O inventário das tarefas ideológicas, políticas e orgânicas que nos cabem neste aniversário da nossa fundação, nunca será suficiente para prestar a melhor e mais digna homenagem aos nossos heróis e mártires, que ofereceram as suas vidas na luta revolucionária destacando-se, entre outras figuras emblemáticas, a do dirigente sindical mineiro Rosendo Garcia Maisman, fuzilado no massacre de San Juan, e o intelectual e sociólogo Roberto Alvarado Daza, imolado nas masmorras da ditadura de Hugo Banzer. Honra e glória a estes e tantos outros camaradas que demonstraram a sua têmpera e decisão revolucionárias.
Há sessenta anos, um punhado de jovens teve a audácia e a convicção de fundar a organização marxista-leninista que recebe o impulso histórico das grandes mobilizações populares desde a independência, da revolução de 52 e da resistência antiditatorial. O Partido também se alimenta do dia-a-dia, com o exemplo da consequência e da integridade dos quadros que com um enorme esforço, no seio da classe operária e dos seus aliados, edificaram e edificam a alternativa ao neoliberalismo e à dominação do grande capital transnacional na nossa Pátria. Hoje, os desafios não deixam de ser semelhantes aos enfrentados pelos nossos antecessores da primeira hora; contamos principalmente com um destacamento de vanguarda nascido das entranhas do povo, activo e operante, que aglutina e orienta os trabalhadores, sob as bandeiras proletárias e do campo popular, para a libertação nacional e social.
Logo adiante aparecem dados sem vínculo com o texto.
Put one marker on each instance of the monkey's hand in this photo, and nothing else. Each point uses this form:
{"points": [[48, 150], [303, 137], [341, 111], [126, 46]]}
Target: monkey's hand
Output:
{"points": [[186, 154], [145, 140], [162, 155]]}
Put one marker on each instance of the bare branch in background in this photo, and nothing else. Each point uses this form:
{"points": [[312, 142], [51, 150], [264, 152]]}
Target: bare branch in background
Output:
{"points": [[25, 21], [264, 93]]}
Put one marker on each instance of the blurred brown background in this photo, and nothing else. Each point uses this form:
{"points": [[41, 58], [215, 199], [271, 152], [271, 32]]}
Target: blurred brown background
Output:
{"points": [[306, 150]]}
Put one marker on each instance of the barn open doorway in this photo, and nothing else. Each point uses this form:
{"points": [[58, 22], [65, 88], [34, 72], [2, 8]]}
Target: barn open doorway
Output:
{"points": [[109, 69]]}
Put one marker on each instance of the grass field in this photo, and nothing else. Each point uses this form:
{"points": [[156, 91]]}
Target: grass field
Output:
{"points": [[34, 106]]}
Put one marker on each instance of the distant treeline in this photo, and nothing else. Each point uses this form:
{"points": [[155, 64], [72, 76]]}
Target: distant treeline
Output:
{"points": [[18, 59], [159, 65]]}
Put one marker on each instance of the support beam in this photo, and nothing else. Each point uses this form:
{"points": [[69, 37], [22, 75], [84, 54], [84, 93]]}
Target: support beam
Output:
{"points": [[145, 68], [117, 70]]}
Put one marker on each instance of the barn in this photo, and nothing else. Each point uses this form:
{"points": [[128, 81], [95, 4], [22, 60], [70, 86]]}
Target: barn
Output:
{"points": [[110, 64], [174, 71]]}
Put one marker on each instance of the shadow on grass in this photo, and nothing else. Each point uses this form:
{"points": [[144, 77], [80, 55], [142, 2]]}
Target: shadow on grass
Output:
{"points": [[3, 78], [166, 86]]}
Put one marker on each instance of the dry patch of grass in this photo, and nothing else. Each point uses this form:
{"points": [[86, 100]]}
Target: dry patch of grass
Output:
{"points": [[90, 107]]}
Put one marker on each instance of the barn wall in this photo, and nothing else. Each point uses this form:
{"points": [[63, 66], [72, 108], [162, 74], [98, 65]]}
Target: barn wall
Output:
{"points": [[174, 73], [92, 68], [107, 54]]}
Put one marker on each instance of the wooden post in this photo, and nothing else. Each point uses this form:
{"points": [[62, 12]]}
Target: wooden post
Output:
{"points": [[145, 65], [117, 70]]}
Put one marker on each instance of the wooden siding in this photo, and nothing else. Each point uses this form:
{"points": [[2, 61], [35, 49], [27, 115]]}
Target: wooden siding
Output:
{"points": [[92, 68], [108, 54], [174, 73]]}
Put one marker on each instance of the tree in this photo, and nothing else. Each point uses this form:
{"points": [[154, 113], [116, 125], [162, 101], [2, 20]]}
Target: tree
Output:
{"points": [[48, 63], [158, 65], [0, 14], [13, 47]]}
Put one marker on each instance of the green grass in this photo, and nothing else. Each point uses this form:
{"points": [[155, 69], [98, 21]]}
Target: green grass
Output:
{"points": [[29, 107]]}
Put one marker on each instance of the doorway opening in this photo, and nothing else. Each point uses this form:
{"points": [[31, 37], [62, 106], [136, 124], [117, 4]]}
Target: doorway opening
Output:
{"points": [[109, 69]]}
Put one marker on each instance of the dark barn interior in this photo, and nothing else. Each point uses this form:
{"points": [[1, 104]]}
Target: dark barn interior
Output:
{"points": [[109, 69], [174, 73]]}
No plano internacional, cabe-nos fortalecer as ligações com as organizações afins dos nossos objectivos revolucionários, especialmente com as da América Latina. A viragem para posições progressistas em vários países do continente, possibilitaram um avanço substancial das força populares com medidas anti-oligárquicas e anti-imperialistas. Mantemos ligações sustentadas com partidos irmãos dos Estados limítrofes como a Argentina, o Brasil, o Chile, o Paraguai e o Peru, e com o movimento comunista internacional. Também asseguramos relações fraternais com os partidos de Cuba, Venezuela, Equador e Colômbia, além de contactos com outros partidos do México e da América Central.
Nesta comemoração dos comunistas e revolucionários bolivianos, saudando a militância partidária e da Juventude, assumimos o desafio de nos situarmos à altura dos novos tempos, de ocupar a primeira linha na luta pelo aprofundamento do processo de mudanças e da aceleração das transformações estruturais. Isso deve traduzir-se, de forma irrecusável, na melhoria das condições de vida e de trabalho; na ampliação das bases de sustentação social, através das rectificações indispensáveis que evitem distorções; na actualização programática permanente, com uma sólida sustentação ideológica, orgânica e técnica, sob a cobertura da análise científica da realidade nacional, sem preconceitos nem dogmatismos, como na sua altura fez o grande marxista latino-americano José Carlos Mariátegui.
Estes são os objectivos propostos na perspectiva do X Congresso Nacional de unidade e vitória, relançando o PCB, entrelaçando as melhores tradições nacionais e populares com a cultura comunista, num só e imbatível projecto revolucionário
AO RESGATE DA PÁTRIA, RUMO AO SOCIALISMO!
APROFUNFDAR AS MUDANÇAS, SEM RETROCESSOS NEM CLAUDICAÇÕES
VIVA O PARTIDO COMUNISTA DA BOLÍVIA!